Wilhelm Meyer-Lübke
Wilhelm Meyer-Lübke was a Swiss philologist of the Neogrammarian school of linguistics.Biography
Meyer-Lübke, a nephew of Conrad Ferdinand Meyer, was born in Dübendorf, Switzerland. He studied Indo-European philology at Zürich and at Berlin. He obtained his PhD in Romance philology with a dissertation on Die Schicksale des lateinischen Neutrums im Romanischen. After a stay in Italy, he qualified to lecture at Zürich and then attended lectures by Gaston Paris in Paris.

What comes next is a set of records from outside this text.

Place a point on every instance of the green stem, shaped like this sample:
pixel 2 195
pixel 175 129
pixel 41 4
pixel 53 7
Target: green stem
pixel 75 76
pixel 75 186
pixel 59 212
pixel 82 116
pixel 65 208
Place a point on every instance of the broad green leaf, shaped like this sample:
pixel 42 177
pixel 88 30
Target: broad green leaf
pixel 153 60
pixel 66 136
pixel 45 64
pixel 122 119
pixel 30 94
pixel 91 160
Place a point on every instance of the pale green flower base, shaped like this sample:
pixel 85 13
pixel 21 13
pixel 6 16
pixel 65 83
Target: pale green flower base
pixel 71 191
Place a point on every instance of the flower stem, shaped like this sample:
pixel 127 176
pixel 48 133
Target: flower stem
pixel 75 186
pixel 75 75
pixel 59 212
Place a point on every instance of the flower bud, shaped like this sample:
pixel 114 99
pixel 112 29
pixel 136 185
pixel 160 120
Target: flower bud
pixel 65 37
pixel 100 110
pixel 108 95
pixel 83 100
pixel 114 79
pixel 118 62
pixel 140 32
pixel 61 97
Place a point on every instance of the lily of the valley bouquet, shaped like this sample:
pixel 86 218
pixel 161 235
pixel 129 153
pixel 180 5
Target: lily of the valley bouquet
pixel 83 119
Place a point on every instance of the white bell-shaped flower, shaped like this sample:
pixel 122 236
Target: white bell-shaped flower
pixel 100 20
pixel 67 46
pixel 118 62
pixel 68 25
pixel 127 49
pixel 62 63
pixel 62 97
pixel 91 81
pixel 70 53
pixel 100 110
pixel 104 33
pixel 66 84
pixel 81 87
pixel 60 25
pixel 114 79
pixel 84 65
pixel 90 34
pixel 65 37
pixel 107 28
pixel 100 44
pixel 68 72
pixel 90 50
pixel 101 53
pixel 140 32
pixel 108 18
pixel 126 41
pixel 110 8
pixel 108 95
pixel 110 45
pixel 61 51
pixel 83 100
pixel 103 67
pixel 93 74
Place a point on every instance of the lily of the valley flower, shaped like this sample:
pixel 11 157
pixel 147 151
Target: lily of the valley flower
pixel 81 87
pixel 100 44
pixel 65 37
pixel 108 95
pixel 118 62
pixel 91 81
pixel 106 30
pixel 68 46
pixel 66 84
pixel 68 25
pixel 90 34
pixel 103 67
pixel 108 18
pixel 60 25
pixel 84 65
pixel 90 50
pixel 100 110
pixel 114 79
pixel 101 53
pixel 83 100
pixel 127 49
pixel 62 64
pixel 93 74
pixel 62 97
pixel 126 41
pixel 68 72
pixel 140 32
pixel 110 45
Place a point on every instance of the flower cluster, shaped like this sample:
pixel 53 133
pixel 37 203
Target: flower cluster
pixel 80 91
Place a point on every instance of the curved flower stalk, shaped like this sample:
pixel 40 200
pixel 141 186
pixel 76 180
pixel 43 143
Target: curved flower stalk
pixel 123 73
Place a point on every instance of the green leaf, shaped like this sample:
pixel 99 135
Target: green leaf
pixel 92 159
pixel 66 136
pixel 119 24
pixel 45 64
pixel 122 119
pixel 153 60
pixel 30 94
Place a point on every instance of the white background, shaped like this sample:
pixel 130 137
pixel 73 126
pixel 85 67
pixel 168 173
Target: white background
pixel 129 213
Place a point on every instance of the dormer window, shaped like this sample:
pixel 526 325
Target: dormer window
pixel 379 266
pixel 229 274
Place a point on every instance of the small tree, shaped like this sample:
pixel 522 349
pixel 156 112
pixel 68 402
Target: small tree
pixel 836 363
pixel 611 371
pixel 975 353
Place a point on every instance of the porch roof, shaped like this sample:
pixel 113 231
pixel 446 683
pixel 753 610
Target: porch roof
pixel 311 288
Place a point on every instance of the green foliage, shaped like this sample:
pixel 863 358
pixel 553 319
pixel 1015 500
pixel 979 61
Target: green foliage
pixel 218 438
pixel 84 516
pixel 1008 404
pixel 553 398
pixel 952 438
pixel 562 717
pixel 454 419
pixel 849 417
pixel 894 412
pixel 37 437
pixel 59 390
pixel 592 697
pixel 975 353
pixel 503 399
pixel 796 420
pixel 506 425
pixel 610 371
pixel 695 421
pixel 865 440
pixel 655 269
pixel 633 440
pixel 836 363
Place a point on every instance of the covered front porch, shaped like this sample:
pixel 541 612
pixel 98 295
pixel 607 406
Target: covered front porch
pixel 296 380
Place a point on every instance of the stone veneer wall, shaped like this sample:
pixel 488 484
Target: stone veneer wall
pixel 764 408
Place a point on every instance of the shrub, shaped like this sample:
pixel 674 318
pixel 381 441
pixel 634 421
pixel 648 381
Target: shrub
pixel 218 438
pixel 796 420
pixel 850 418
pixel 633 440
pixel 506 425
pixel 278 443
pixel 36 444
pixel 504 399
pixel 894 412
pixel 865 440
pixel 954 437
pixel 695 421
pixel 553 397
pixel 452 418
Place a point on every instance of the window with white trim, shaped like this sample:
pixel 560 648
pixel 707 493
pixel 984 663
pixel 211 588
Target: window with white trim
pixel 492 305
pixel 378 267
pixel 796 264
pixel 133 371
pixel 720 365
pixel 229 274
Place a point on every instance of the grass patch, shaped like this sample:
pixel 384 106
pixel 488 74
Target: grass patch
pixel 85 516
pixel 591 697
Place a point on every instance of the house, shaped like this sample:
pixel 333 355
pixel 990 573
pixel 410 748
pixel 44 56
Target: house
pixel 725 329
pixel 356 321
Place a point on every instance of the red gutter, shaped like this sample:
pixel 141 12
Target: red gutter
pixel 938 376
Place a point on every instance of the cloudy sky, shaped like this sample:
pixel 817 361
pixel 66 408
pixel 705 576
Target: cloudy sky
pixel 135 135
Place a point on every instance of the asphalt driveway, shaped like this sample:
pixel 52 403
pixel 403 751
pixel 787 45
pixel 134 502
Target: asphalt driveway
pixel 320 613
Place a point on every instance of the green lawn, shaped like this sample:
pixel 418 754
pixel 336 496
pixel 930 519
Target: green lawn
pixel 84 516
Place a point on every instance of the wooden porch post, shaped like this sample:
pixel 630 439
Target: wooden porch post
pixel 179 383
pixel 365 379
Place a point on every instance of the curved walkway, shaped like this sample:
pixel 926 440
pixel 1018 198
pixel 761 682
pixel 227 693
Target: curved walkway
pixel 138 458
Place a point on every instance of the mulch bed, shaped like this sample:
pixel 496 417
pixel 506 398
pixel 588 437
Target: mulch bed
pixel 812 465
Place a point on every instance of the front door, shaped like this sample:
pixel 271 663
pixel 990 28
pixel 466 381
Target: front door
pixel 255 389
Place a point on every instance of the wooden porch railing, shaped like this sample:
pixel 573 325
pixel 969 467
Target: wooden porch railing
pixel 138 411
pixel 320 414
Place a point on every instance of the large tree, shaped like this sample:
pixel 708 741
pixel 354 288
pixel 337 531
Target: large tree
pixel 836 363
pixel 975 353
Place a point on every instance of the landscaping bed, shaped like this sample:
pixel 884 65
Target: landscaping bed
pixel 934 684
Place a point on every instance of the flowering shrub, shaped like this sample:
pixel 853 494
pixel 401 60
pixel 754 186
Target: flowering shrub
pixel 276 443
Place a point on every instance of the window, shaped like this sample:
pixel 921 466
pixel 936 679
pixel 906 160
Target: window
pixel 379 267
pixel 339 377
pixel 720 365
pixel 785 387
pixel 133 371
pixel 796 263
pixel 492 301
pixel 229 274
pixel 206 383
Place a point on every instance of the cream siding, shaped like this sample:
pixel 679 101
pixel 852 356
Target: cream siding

While lecturing at Zürich in 1887, he was appointed associate professor of comparative linguistics at Jena. From there he was called in 1890 to Vienna, where he was from 1892 to 1915 professor of Romance philology, as well as serving as dean and rector. He then went to Bonn, where he was appointed to the professorship formerly held by Friedrich Diez. However, Meyer-Lübke soon felt the difference between the cosmopolitan Vienna and provincial Bonn. He consoled himself with lecture tours and visiting professorships abroad. Meyer-Lübke was a leading Romance linguist of his time.- Grammatik der romanischen Sprachen published in 4 volumes between 1890 and 1902.
- Einführung in das Studium der romanischen Sprachwissenschaft, 1901.
- Romanisches etymologisches Wörterbuch, Heidelberg, C. Winter, 1911.